Week 12 Neuro Part 2 Flashcards
Restless leg syndrome - what is it? When does it occur?
-common sensorimotor disorder associated with unpleasant sensations (prickling, tingling, crawling) and undesired periodic leg movements
-occur at rest and worse in the evening or at night
-powerful urge to move legs for relief-can significantly affect sleep/QOL
Are periodic limb movements always a part of restless leg syndrome?
No, can just be uncomfortable sensations that make you want to move your legs… periodic limb movements during sleep is considered its own disorder
What populations experience restless leg syndrome more commonly?
more common in women, during pregnancy, older persons and individuals who are iron deficient
When are the uncomfortable sensations of restless leg syndrome worse? (2)
- During rest/inactivity
- At night
How common is it for those with restless leg syndrome to also have periodic movements of sleep (PLMS)?
Approximately 85% of patients with RLS have periodic movements of sleep, usually involving the legs (periodic leg movements of sleep [PLMS]). PLMS is characterized by involuntary, forceful dorsiflexion of the foot lasting 0.5-5 seconds and occurring every 20-40 seconds throughout sleep.
Are sleep disturbances, daytime fatigue, and involuntary jerking movements (either while asleep or awake) part of the diagnostic criteria for RLS?
No, but they are features commonly associated with restless leg syndrome
What do you need to test for in all patients with RLS?
Iron deficiency
Do we routinely do sleep studies for people with RLS?

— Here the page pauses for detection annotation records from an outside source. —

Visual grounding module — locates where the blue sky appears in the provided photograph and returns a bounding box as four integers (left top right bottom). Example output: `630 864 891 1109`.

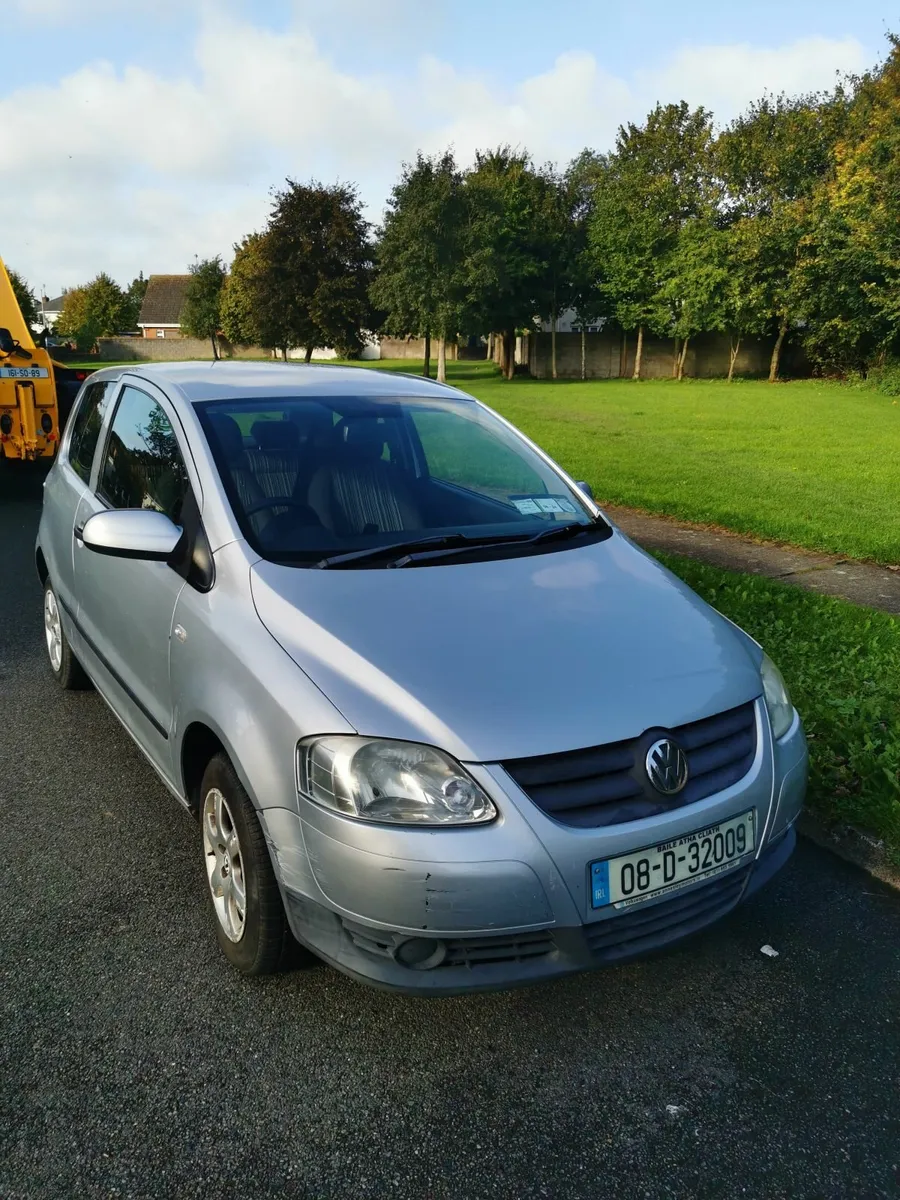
0 0 900 293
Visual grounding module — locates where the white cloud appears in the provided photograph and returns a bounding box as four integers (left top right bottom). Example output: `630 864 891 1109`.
0 16 864 292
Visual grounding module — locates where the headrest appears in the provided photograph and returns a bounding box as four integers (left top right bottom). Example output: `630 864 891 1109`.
335 416 386 462
209 413 244 463
250 421 300 450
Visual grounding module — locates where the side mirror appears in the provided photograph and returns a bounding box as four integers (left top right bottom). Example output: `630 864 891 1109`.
80 509 181 563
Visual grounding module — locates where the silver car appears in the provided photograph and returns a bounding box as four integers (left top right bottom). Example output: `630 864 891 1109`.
36 362 808 994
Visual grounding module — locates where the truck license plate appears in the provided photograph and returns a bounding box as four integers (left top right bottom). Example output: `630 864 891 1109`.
0 367 48 379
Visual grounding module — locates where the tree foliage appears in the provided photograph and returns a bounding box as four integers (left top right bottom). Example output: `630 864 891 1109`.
6 268 41 329
371 150 467 378
181 254 227 359
56 271 137 350
462 146 550 376
264 179 372 361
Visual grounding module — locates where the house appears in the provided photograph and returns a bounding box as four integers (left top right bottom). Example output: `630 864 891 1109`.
31 293 66 334
138 275 191 337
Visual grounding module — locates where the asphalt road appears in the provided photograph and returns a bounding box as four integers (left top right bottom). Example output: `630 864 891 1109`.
0 463 900 1200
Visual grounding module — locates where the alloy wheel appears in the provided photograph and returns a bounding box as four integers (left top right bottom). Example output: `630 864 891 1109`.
203 787 247 942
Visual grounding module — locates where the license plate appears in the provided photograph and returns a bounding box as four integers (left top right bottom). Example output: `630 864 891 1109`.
0 367 49 379
590 809 756 908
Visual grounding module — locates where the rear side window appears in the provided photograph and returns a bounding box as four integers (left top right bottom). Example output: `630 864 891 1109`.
98 388 188 523
68 382 113 484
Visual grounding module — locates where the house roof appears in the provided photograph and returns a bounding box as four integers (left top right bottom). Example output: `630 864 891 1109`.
138 275 191 325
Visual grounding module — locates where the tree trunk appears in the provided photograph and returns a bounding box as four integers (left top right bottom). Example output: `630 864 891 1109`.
678 337 690 379
631 325 643 379
728 337 740 383
503 329 516 379
769 324 787 383
422 330 431 379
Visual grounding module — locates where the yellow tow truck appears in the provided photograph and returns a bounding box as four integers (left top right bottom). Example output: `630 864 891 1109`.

NO, but Polysomnography may be necessary to quantify PLMS or to characterize sleep architecture, especially in children and in patients who continue to have significant sleep disturbances despite relief of RLS symptoms with treatment
**Sleep disturbances may be associated with RLS but are not part of the diagnostic crtieria
What are some non-pharmacologic treatments of RLS?
Sleep hygiene measures
Avoidance of caffeine, alcohol, and nicotine in patients with mild RLS who are sensitive to these substances
Discontinuation, when possible, of medications that cause or exacerbate RLS, such as selective serotonin reuptake inhibitors (SSRIs), serotonin-norepinepherine reuptake inhibitors (SNRIs), diphenhydramine, and dopamine antagonists
Exercise
Physical modalities before bedtime, such as a hot or cold bath, whirlpool bath, limb massage, and vibratory or electrical stimulation of the feet and toes
What is Periodic Limb Movements Disorder? (PLMD)
Is sleep disorder
Often co-exists with restless leg syndrome, but is a distinct and mutually exclusive diagnosis
Movements occur AFTER You fall asleep (RLS is more about what leg discomfort BEFORE sleep)
characterized by a clinical sleep disturbance attributed to an increased number of PLMS (periodic limb movements of sleep), in the absence of alternative causes of the sleep complaints.
Cause of PLMS?
Causes largely not understood, but seems to be associated with many of same conditions as RLS: low ferritin levels, medications,
According to Wikipedia…PLMS seems to have an origin in the spinal cord. In fact, PLMS was suggested to be associated with increased spinal reflexes. Manifestations of PLMS seem to occur mostly in disorders associated with dopaminergic dysfunctions
Do periodic limb movements of sleep occur during REM or NREM sleep?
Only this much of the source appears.